In questa direzione il testo del Disegno di Legge sulla riforma del sistema scolastico appena licenziato dalla Camera rappresenta un’occasione per la competitività del nostro Paese che nel panorama europeo è tra i pochi dove la disoccupazione continua ad aumentare e il numero dei Neet, ovvero dei giovani che non studiano né lavorano, tocca i due milioni e mezzo di unità. Numeri questi insostenibili per una nazione che voglia ancora essere considerata nel novero delle grandi potenze industriali del pianeta.

Ripartire dalla Persona per risalire la china vuol dire alimentare l’economia della conoscenza e assicurare a ciascuno adeguati strumenti di orientamento e spazi veri di autorealizzazione. Vuole anche dire avere il coraggio di agire con forza a cominciare dai fondamentali più attuali del nostro sistema di istruzione.

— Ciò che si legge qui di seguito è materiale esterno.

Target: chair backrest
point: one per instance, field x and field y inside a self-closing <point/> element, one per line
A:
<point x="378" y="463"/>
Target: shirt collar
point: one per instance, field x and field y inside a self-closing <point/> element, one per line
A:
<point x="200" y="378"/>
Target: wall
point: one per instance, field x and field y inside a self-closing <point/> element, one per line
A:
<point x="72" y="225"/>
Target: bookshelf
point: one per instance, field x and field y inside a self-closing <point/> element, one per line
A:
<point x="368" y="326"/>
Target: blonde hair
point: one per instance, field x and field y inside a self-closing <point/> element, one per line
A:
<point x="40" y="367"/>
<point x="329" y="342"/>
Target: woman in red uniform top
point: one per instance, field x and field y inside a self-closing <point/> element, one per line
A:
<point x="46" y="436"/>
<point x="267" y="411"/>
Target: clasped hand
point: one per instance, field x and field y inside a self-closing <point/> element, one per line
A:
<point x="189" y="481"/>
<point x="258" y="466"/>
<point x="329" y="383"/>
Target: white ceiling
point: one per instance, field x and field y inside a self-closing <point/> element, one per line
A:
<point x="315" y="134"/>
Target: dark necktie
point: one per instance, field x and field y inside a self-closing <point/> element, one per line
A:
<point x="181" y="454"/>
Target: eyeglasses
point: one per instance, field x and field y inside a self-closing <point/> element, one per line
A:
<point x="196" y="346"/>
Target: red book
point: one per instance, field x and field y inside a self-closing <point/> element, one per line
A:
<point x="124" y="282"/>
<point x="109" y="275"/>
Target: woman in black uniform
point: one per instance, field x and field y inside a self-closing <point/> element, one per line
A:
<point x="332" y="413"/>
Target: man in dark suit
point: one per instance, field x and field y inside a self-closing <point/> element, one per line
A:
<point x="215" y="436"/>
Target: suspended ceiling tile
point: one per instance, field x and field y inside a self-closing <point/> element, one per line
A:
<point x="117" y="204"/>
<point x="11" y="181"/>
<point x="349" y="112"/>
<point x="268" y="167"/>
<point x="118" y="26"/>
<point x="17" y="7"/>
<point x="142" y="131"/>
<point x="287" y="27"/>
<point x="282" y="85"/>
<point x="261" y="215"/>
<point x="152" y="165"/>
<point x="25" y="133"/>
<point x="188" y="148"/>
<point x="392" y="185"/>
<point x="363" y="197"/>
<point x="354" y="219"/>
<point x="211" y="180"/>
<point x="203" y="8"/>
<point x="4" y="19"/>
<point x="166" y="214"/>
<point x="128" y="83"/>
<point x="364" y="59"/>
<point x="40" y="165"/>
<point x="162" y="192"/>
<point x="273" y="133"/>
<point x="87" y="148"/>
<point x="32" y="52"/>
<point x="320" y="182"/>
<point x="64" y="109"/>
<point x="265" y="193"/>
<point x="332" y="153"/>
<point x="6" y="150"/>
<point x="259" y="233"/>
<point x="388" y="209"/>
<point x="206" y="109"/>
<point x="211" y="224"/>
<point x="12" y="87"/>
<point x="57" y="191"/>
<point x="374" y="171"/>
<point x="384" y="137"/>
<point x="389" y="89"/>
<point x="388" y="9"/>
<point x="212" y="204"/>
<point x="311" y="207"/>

Investire sugli individui equivale alla volontà di promuovere il successo formativo attraverso la messa a disposizione per ciascuno di un percorso di formazione articolato che oltre a fornire conoscenze consenta anche, come già è realtà in altri Paesi europei, la concreta acquisizione di competenze e la declinazione di queste sulle proprie attitudini personali ma anche su quanto effettivamente richiesto dalle realtà vive del mondo lavorativo.

Alla “Buona scuola” va riconosciuto il merito di porre grande attenzione al potenziamento del tema chiave del dialogo tra il mondo dell’istruzione e quello dell’impresa e sulla concretizzazione per gli studenti di momenti di conoscenza e frequenza delle realtà produttive. Gli effetti normativi di questo rivolgimento nel testo sono diversi e individuabili, in maniera più significativa se non del tutto esaustiva, nelle nuove regole sull’alternanza scuola-lavoro che esce definitivamente dalla non strutturalità delle iniziative per entrare a pieno regime con 400 ore nell’ultimo triennio dei tecnici e dei professionali e 200 in quello dei licei; nel rilancio del sistema dell’apprendistato; in ultimo all’art. 7 nella previsione di “laboratori territoriali per l’occupabilità” veri e propri luoghi formativi interistituzionali e di innovazione dove realizzare “l’orientamento della formazione ai settori strategici del Made in italy in base alla vocazione di ciascun territorio”.

Previsioni, tutte, che certo necessiteranno di azioni di supporto altrettanto importanti quali ad esempio incentivi fiscali alle imprese che aderiranno ai progetti di alternanza, piuttosto che la messa a sistema di figure di tutoraggio scuola-impresa o ancora del coordinamento di quanto espresso in materia di apprendistato con quanto già previsto nel Jobs act.

Previsioni normative che, senza ombra di dubbio, segnano un’inversione culturale e di sistema nella visione di una scuola troppo spesso e per troppo tempo chiusa e autoreferenziale, concentrata su saperi e percorsi cristallizzati, su metodologie didattiche trasmissive e frontali, su un approccio teorico e poco pratico, su una chiusura verso il proprio interlocutore principale rappresentato proprio dal mondo produttivo.

L’auspicio è che nel prossimo esame del Disegno di Legge nell’aula del Senato ad essere modificati siano soltanto elementi di potenziamento e sostegno a questo rinnovato approccio al tema della formazione che lungi dall’essere una prospettiva di intervento settoriale rappresenta la vera sfida su cui si gioca la capacità del nostro sistema scolastico di costruire e garantire futuro.